3 Reconstruction of mode shapes
Contrary to natural frequencies, a full reconstruction of mode shapes of masonry constructions requires information about both the position of the measured points and the measurement of the whole three-dimensional displacement vector of the observed points. The interferometric radar does not provide the exact position of the observed points nor the component of displacement orthogonal to the line-of-sight direction. Therefore, radar interferometry has inherent limitations in determining three-dimensional displacement vectors and full three-dimensional mode shapes of masonry structures. Nevertheless, information about mode shapes is of utmost importance both for the calibration of structural models and the identification of damage.
A first study for assessing the operating deflection shape of a masonry tower under the oscillation of its own bells is shown in (Pieraccini et al., 2005). The application of a more standard approach for identifying the mode shapes of the Leaning Tower of Pisa was explored in (Atzeni et al., 2010). The authors were able to identify two closely spaced bending modes in the orthogonal planes of the tower by applying the FDD method.

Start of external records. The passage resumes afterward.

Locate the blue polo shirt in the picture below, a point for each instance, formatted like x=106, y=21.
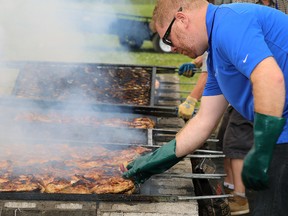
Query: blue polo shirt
x=240, y=36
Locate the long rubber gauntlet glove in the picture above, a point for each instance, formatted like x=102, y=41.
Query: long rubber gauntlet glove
x=143, y=167
x=267, y=130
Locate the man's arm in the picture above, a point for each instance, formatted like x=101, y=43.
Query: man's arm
x=199, y=128
x=269, y=98
x=268, y=88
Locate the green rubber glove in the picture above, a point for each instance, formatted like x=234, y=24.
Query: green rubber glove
x=267, y=130
x=143, y=167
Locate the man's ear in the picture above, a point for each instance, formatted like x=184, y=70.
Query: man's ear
x=182, y=18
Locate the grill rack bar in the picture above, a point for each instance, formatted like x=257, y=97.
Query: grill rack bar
x=103, y=197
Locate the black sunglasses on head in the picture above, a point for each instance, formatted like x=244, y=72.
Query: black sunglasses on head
x=168, y=31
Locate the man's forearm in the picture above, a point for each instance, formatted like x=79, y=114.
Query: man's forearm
x=199, y=128
x=268, y=88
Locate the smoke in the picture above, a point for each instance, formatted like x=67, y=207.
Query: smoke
x=53, y=30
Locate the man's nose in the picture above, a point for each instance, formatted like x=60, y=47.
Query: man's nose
x=173, y=49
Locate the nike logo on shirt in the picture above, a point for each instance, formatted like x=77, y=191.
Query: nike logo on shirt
x=244, y=61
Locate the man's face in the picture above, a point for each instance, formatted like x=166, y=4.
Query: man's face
x=178, y=37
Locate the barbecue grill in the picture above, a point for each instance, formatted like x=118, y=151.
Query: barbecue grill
x=34, y=91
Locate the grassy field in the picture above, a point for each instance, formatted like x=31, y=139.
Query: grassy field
x=41, y=35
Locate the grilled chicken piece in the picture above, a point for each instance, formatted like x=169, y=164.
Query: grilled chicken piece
x=19, y=184
x=114, y=185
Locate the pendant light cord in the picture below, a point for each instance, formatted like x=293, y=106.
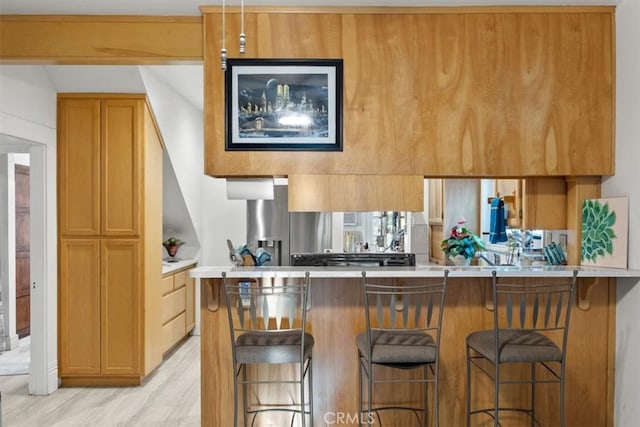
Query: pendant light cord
x=223, y=51
x=242, y=37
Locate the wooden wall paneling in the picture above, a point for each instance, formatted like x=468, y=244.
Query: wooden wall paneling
x=66, y=39
x=353, y=193
x=483, y=93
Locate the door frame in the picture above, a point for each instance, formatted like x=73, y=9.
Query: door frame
x=43, y=368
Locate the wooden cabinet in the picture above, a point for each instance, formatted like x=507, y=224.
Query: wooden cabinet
x=110, y=228
x=178, y=305
x=534, y=203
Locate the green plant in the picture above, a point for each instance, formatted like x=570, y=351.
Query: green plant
x=172, y=241
x=461, y=241
x=597, y=231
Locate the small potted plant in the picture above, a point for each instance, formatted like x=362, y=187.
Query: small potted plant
x=461, y=245
x=172, y=244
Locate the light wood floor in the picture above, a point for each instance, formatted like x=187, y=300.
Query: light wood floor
x=171, y=397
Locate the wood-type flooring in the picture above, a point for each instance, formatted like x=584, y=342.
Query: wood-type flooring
x=171, y=397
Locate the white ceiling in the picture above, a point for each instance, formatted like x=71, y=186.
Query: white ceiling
x=191, y=7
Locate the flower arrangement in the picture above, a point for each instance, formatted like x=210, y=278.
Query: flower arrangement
x=461, y=241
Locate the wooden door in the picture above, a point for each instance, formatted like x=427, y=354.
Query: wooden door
x=79, y=307
x=23, y=264
x=78, y=167
x=120, y=308
x=121, y=166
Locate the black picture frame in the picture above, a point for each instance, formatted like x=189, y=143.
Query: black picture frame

Since the interferometric radar only provide the line-of-sight displacement of a target, these studies are based on kinematic assumptions about the possible displacements of the monitored structure. Without such assumptions, only the projection of mode shapes along the line-of-sight directions can be achieved. However, kinematic assumptions can only be applied to few types of constructions because, in general, the effective motion of a structure is unknown.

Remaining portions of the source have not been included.